The true cost of cyber crime

There are four primary consequences of a cyber attack: business disruption, loss of information, loss of revenue, and damage to equipment. The most damaging of those is loss of information, as mentioned by 43 percent of organizations represented in the study. In contrast, the cost of business disruption, such as business process failures following an attack, has decreased from 39 percent in 2015 to 33 percent in 2017.

Due to the rising needs of security, managing incidents themselves or spending to recover from the disruption to the business and customers, organizations are now investing about $11.7 million per company –up 23 percent – on cyber crime.

However, current spending priorities show that much of this is misdirected toward security capabilities that fail to protect against increasingly creative attackers, according to the Accenture - Ponemon study.

Misdirected priorities

Of the nine commonly used security technologies analysed for the study, the highest percentage spend was on advanced perimeter controls. However it was ranked fifth in terms of return on investment, with companies saving a modest $1 million annually by deploying perimeter controls. In fact, five out of the nine commonly used security technologies showed that the percentage of resources spent on the technology was higher than the relative value to the business.

Extensive use of data encryption and measures to prevent data loss - common safeguards taken by businesses – were also shown to cost more than they saved in case of a cybersecurity breach.

The study, which polled 2,182 security and IT professionals in 254 organizations worldwide, showed that among the most effective categories in reducing losses from cybercrime are security intelligence systems, which help companies identify and prioritize internal and external threats.

Security intelligence systems delivered annualized cost savings of $2.8 million, higher than all other technology types included in the study. Cyber Analytics and User Analytics came second. To better prepare for future attacks, businesses can rethink their cybersecurity spending and potentially reallocate investments to higher-value security technologies, the study said.

The way forward

As the cybercrime landscape evolves both in complexity and volume, it seems evident that breakthrough innovations are likely to generate the highest returns on investment. For example, automation, orchestration, and machine learning technologies provided the third highest cost savings for security technologies overall at $2.2 million annually; however, these technologies were deployed by only 28 percent of the organizations – the lowest of the technologies surveyed.

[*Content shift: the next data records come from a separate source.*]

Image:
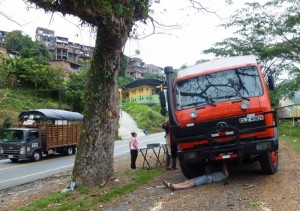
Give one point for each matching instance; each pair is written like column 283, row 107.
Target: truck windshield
column 240, row 83
column 13, row 136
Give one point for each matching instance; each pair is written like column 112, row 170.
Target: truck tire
column 192, row 170
column 69, row 151
column 269, row 162
column 74, row 150
column 36, row 156
column 14, row 160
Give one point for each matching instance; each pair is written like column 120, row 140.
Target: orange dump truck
column 42, row 131
column 221, row 110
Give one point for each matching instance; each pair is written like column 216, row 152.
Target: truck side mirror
column 271, row 83
column 163, row 111
column 162, row 99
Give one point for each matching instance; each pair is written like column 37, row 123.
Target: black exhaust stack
column 169, row 73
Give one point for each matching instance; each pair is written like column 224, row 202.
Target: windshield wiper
column 201, row 103
column 237, row 96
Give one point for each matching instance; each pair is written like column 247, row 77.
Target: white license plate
column 252, row 119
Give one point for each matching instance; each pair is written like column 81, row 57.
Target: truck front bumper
column 239, row 150
column 14, row 156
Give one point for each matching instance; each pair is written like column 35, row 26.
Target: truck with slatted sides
column 42, row 132
column 221, row 110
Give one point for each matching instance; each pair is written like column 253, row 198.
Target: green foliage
column 289, row 133
column 13, row 40
column 269, row 31
column 123, row 66
column 85, row 198
column 147, row 117
column 75, row 88
column 28, row 73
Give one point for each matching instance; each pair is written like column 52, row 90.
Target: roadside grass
column 90, row 199
column 290, row 134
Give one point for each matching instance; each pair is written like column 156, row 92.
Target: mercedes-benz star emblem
column 222, row 127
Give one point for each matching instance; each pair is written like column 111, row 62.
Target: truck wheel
column 69, row 151
column 269, row 162
column 74, row 150
column 192, row 170
column 14, row 160
column 37, row 155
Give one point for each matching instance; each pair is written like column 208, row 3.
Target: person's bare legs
column 182, row 185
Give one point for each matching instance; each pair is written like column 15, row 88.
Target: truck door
column 33, row 141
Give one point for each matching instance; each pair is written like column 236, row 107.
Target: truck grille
column 11, row 151
column 201, row 128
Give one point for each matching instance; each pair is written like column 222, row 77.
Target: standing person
column 133, row 145
column 170, row 158
column 198, row 181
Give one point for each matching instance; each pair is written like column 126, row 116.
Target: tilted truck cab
column 42, row 131
column 221, row 110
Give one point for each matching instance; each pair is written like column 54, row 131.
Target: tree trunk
column 94, row 159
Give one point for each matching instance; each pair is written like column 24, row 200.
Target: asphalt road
column 13, row 174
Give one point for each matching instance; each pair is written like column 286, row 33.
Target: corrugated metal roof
column 51, row 114
column 141, row 82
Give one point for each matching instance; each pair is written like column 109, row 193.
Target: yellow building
column 144, row 91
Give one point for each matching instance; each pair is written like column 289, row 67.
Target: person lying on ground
column 201, row 180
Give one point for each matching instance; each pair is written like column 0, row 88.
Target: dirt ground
column 246, row 189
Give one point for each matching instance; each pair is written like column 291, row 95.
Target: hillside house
column 144, row 91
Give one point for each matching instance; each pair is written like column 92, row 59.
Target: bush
column 147, row 117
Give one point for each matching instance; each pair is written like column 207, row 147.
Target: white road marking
column 37, row 173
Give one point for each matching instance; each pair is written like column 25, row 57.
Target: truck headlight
column 22, row 150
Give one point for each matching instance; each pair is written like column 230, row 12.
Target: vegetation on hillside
column 147, row 117
column 289, row 132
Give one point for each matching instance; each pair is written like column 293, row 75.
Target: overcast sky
column 198, row 31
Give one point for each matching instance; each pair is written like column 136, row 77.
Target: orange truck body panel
column 205, row 130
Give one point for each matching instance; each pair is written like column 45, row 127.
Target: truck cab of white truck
column 41, row 131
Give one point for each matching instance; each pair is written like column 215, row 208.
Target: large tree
column 113, row 20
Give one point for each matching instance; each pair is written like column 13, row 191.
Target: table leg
column 157, row 158
column 145, row 158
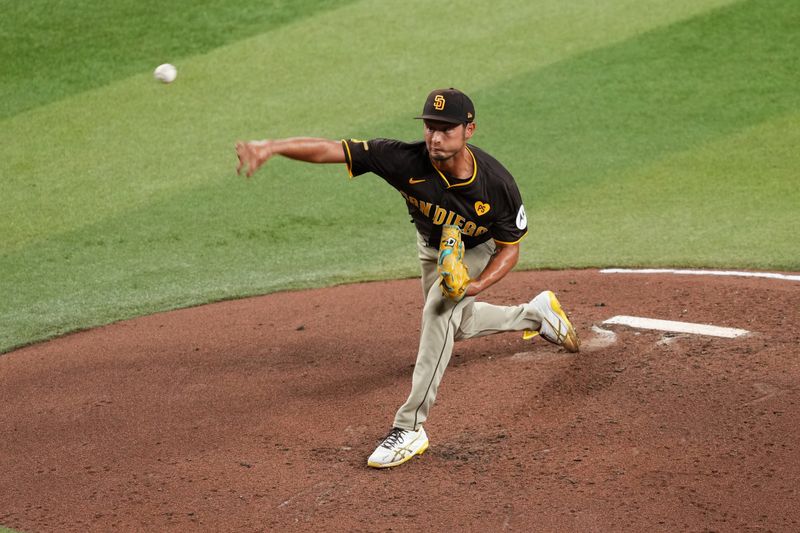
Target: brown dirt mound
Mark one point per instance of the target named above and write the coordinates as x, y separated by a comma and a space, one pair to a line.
259, 414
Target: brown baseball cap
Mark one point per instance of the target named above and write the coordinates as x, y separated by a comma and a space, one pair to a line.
448, 105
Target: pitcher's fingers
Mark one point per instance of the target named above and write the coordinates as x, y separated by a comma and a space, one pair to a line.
239, 149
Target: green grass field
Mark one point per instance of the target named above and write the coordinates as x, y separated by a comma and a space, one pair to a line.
650, 133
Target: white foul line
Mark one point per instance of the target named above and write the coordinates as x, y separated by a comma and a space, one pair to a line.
678, 327
771, 275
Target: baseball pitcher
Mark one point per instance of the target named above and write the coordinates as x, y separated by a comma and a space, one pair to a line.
469, 219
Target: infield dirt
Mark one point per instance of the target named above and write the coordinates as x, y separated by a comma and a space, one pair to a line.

The foundation to a strong security program, therefore, is to identify and “harden" the higher-value assets. These are the “crown jewels" of a business—the assets most critical to operations, subject to the most stringent regulatory penalties, and the source of important trade secrets and market differentiation. Hardening these assets makes it as difficult and costly as possible for adversaries to achieve their goals, and limits the damage they can cause if they do obtain access.

Businesses need to be proactive in their approach to cybersecurity instead of equating spending with less risk of attacks. Beyond prevention and remediation, if security fails, companies face unexpected costs from not being able to run their businesses efficiently. Knowing which assets must be protected, and what the consequences will be for the business if protection fails, requires a well-thought out security strategy that builds resilience from the inside out and an industry-specific strategy that protects the entire value chain, recommends the Accenture study.

Instead of relying on compliance alone to enhance their security profile, businesses must undertake extreme pressure testing to identify vulnerabilities more rigorously than even the most highly motivated attacker.

This suggests that companies can maximize their digital defenses without increasing their overall costs, by balancing investments from less rewarding technologies into breakthrough innovation areas and getting their basics right.